Thirty years ago, Mary Ann Glendon wrote: “discourse about rights has become the principal language that we use in public to discuss weighty questions of right and wrong, but time and again it proves inadequate, or leads to a standoff of one right against another” (Rights Talk: The Impoverishment of Political Discourse, NY: The Free Press, 1991). Our American obsession with individual rights and the anti-social and anti-political impact of our American addiction to rights-language has been an ongoing preoccupation of mine at least since back when I was in academia. Deplorable decisions like Roe v. Wade (1973), DC v. Heller (2008), and Citizens United v FEC (2010) represent a malignant trio of dubious decisions, which have in common the Court's creation of questionable constitutional "rights," which have their basis not so much in anything in the constitution as in contemporary political ideologies. Such cases have not only done enormous damage to our society and our politics, they have also contributed to the judiciary having become ry having be the Court's undesirable status as our political system's "most dangerous branch" - to borrow the title of The Most Dangerous Branch David Kaplan's insightful 2018 book.
Now, Columbia University legal scholar Jamal Greene has further enlightened this discussion of what he calls "rightsism" in How Rights Went Wrong: Why Our Obsession with Rights Is Tearing America Apart (Houghton Mifflin, 2021). For Greene, our exaggerated rights regime highlights "a common but unrecognized problem in American law: in striving to take rights seriously, we take them too literally. We believe that holding a right means getting a judge to let us do whatever the right protects. ... But in a modern, cosmopolitan society, rights are not few and precious. They are many and ubiquitous."
If the problem of the 20th century was (as W.e.B. DuBois said) the color-line, that of the 21st century, Greene says, is the right-line. "Our opponent in the rights conflict becomes not simply a fellow citizen who disagrees with us, but an enemy out to destroy us. Law becomes reducible to winners and losers, to which side you are on, which tribe you affiliate with. With stakes this high, polarization should not just be expected but is indeed the only sensible response." In contrast, Greene, proposes "a strategy of rights mediation," in which U.S. courts should "recognize more rights, but weakly. In determining that someone holds a constitutional right, judges should be more generous, more respectful of the differences among us, of the idiosyncrasies of our personal values and commitments. But that same respect should lead judges to be more discerning in deciding how far my right goes as it comes predictably into conflict with the rights of others." This "would mean shifting our collective emphasis from whether the Constitution includes particular rights to what the government is actually doing to people and why."
Greene goes back to the American founding and recalls that the framers were less interested in protecting minorities' "rights" (as we tend to treat the matter today) than in protecting the majority from factional or executive tyranny and state and local autonomy from federal interference. For various reasons that had to change and did, but in a way which has become unsustainable today.
The peculiarly absolutist way rights jurisprudence has developed in the U.S. (in conspicuous contrast, for example, to Canada or Germany) had frustrated the very purpose and possibilities of politics. "The purpose of politics is to negotiate over disagreement. The purpose of law is to set the ground rules for that negotiation. But negotiation requires that each side have leverage. The American approach to rights conflicts makes that impossible."

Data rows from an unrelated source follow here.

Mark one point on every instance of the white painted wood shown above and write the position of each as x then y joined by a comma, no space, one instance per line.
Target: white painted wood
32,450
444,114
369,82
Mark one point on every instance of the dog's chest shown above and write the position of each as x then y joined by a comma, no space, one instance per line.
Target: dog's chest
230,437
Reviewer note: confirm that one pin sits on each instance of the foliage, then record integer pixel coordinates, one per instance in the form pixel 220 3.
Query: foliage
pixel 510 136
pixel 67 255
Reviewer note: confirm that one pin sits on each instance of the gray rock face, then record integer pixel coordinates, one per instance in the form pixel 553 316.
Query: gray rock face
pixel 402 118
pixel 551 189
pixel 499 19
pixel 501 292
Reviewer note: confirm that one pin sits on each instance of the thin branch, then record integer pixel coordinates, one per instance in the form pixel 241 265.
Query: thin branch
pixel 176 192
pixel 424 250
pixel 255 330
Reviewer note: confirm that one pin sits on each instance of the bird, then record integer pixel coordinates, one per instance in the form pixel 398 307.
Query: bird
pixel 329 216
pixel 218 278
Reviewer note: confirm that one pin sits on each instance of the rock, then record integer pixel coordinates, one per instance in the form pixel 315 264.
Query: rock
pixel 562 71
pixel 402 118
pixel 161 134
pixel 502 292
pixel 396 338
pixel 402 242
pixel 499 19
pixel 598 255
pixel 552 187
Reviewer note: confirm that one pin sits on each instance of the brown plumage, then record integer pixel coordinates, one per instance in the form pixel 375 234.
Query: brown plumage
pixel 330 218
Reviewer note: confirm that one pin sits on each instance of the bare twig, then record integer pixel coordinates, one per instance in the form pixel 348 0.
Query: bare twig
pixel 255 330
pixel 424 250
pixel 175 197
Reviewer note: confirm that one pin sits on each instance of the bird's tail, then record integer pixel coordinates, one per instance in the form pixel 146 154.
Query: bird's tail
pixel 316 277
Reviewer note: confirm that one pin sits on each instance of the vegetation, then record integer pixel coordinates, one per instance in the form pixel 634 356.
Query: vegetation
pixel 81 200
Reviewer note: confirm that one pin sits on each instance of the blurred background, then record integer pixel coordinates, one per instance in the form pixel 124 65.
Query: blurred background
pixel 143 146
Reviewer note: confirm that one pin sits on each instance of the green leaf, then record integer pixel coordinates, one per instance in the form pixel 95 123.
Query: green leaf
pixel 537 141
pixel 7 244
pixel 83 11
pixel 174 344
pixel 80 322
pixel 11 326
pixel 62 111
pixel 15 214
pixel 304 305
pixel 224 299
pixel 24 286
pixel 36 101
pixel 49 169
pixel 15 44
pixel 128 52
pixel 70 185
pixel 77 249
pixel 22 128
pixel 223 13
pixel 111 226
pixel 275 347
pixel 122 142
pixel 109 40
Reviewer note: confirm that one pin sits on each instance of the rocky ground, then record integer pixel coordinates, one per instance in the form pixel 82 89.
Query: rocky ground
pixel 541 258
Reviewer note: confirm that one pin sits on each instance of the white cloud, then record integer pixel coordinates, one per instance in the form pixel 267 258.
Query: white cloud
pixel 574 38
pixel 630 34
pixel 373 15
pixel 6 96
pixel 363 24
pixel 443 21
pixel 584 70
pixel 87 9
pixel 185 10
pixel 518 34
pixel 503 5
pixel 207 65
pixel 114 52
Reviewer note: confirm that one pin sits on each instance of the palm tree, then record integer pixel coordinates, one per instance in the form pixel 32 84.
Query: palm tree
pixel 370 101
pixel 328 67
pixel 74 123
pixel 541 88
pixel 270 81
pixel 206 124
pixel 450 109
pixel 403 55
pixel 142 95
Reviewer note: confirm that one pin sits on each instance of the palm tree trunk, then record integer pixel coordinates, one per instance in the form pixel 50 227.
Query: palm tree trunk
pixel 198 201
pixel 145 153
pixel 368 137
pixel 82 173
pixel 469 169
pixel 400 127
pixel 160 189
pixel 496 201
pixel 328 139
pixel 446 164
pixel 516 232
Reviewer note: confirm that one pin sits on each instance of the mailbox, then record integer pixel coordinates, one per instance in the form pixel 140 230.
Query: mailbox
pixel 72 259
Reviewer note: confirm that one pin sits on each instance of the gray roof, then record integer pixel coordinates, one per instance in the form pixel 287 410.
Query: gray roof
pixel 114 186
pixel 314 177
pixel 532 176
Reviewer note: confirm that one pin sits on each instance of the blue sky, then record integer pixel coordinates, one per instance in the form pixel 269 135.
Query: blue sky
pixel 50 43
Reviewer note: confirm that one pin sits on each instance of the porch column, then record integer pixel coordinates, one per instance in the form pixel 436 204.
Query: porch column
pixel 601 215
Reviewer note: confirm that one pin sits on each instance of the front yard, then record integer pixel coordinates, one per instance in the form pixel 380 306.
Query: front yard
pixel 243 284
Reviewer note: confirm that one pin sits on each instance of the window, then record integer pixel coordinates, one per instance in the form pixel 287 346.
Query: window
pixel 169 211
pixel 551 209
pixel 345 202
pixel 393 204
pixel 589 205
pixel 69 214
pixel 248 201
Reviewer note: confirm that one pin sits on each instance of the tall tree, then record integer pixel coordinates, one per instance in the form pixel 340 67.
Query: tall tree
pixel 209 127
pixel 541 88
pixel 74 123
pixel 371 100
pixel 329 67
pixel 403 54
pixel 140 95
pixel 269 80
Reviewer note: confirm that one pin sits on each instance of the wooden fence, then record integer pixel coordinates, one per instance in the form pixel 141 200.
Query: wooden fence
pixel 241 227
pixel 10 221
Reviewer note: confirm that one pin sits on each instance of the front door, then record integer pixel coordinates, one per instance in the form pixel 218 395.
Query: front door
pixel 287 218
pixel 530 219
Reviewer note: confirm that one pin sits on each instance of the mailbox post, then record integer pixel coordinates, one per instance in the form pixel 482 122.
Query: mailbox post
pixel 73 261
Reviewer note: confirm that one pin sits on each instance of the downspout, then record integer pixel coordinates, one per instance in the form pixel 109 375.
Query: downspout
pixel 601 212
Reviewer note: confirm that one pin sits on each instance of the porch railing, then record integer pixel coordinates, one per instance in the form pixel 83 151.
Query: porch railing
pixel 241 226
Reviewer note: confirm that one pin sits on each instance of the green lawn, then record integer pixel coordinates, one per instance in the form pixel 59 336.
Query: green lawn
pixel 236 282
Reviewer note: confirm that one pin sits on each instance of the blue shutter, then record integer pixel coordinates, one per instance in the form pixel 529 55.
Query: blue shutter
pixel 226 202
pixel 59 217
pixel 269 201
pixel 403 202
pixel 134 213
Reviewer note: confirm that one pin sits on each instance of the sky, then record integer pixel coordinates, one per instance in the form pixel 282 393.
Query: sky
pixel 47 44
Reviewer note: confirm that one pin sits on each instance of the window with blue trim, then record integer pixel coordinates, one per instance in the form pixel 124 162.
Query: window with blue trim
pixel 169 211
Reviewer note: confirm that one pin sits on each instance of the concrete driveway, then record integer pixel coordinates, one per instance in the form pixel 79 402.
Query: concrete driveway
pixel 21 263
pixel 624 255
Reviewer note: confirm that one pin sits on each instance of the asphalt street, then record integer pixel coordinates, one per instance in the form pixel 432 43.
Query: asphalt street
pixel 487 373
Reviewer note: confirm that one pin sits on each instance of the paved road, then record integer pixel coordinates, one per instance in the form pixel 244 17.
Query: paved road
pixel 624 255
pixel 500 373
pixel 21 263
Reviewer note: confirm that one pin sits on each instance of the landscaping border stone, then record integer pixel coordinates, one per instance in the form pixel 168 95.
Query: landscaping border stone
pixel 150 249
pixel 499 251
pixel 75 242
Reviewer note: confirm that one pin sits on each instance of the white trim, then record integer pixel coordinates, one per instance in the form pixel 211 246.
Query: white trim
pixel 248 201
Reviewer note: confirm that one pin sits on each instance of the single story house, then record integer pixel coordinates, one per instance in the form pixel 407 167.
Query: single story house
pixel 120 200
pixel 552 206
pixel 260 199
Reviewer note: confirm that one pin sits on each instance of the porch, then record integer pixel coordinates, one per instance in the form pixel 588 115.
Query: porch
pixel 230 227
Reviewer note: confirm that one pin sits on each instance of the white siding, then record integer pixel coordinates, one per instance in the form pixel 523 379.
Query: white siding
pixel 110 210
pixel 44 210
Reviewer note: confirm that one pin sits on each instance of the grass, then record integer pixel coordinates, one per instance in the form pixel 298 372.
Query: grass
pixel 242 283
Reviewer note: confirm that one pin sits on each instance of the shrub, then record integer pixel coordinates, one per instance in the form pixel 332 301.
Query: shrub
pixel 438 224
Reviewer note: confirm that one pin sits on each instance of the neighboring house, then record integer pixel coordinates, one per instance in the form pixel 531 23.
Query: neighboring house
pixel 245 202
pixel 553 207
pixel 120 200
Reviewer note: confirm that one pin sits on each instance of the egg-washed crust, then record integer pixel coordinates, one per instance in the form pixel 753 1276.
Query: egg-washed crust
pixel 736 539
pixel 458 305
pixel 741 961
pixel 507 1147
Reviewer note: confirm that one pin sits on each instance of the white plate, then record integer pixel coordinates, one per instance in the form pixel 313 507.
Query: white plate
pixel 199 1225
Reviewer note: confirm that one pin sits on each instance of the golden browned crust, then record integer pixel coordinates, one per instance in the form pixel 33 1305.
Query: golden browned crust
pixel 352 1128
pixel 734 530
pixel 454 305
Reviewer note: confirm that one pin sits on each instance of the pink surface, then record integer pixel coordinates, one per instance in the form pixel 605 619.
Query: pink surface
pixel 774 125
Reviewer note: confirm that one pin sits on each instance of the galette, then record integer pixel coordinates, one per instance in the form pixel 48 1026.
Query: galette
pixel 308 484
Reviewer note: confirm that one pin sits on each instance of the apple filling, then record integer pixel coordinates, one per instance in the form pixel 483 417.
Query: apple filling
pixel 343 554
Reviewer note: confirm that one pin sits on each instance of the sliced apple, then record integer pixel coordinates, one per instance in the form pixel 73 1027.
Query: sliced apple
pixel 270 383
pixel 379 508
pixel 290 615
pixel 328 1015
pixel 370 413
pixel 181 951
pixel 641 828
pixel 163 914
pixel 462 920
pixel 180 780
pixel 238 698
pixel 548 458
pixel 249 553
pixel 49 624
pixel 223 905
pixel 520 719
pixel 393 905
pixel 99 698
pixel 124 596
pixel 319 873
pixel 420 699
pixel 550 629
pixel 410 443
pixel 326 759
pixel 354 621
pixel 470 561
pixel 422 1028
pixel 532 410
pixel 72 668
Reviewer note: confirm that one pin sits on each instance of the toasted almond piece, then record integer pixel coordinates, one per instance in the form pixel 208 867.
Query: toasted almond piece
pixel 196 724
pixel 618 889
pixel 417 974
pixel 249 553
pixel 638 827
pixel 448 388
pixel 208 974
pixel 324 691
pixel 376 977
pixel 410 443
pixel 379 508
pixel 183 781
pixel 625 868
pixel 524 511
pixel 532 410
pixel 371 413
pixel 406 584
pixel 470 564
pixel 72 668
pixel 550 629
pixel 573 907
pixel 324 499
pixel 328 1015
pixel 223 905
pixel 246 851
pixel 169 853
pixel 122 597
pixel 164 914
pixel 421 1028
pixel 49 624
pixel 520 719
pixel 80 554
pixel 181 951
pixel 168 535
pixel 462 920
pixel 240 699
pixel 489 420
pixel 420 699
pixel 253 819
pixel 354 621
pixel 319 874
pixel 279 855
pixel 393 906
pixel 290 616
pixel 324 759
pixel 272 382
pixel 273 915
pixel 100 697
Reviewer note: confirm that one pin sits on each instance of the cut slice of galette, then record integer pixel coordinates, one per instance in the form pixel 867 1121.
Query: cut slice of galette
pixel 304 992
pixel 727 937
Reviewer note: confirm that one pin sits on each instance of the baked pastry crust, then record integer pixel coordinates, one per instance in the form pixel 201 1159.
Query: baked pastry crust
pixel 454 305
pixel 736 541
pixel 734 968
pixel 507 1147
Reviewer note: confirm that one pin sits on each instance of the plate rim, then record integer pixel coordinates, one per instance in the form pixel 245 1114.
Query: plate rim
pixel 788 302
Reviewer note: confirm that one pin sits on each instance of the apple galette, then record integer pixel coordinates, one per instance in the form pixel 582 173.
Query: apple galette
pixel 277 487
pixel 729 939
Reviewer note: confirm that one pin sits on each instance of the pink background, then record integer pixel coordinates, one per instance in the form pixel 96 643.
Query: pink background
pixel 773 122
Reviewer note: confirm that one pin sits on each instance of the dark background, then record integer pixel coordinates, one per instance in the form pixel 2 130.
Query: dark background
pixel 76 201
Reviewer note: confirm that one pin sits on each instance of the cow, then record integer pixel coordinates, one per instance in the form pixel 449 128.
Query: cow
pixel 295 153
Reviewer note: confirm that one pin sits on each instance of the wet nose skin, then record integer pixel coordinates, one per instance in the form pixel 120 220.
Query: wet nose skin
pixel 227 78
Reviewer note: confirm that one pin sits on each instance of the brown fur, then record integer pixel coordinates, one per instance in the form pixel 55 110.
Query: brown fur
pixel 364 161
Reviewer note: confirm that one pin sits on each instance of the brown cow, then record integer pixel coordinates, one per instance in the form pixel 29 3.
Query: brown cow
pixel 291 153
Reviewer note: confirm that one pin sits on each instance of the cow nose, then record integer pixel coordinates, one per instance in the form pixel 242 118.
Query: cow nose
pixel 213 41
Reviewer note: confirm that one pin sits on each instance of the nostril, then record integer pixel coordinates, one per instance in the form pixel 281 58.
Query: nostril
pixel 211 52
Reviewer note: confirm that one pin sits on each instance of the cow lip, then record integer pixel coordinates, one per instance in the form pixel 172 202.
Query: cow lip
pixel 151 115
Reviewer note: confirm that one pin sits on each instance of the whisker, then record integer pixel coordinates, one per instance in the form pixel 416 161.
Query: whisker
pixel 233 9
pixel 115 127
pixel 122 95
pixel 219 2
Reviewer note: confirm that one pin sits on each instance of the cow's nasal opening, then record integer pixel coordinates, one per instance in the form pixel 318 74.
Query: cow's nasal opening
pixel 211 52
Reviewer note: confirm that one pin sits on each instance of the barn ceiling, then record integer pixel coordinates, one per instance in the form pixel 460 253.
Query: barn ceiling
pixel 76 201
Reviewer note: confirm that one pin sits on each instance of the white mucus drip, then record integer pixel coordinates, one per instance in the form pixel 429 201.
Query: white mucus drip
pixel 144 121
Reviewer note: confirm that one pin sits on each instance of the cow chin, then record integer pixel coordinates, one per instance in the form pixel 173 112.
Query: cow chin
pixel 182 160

It also increases political polarization and alienation. "Treating a rights conflict as a question of who has rights and who doesn’t degrades our relationship to the law and to each other. By denying the loser any claim of rights, the court tells him not just that he has lost but that he does not matter. Although the loser’s interests and projects remain important—perhaps even essential—to him, he is made an outsider to the law. He may become suspicious of political institutions. He may choose to participate in civic life sparsely or even subversively."
For those unfamiliar with the history of the American Revolution and the Bill of Rights, Green offers a crash course - quite different from the popular version being promoted today. So, for example, whereas the currently fashionable view is to view the first amendment as protecting individuals form religion, Greene shows how its original purpose was to protect religion (in the form of state and local churches) from federal interference. As for the novel view that the second amendment was about protecting an individual gun right, Greene recognizes that ads "rubbish." His treatment of keep constitutional cases over the course of American history highlights the high price we as a society are paying for our increasing ignorance of even basic American history.
Ultimately what Greene proposes is not the obviously unrealistic alternative of no rights, but "a better way to think about rights. Embraced and practiced successfully the world over, it’s an approach that, by encouraging decision-makers to mediate rather than discriminate among rights, by emphasizing mutual respect for multiple and competing values and commitments, brings rights closer to justice and aspires to bring us closer to each other. The suggestions offered for how courts should address three trenchant conflicts in particular—over disability rights, affirmative action, and campus speech—are invitations, not manifestos, in the spirit of humility to which we all should aspire. I don’t have all the answers to these challenges, and neither do judges."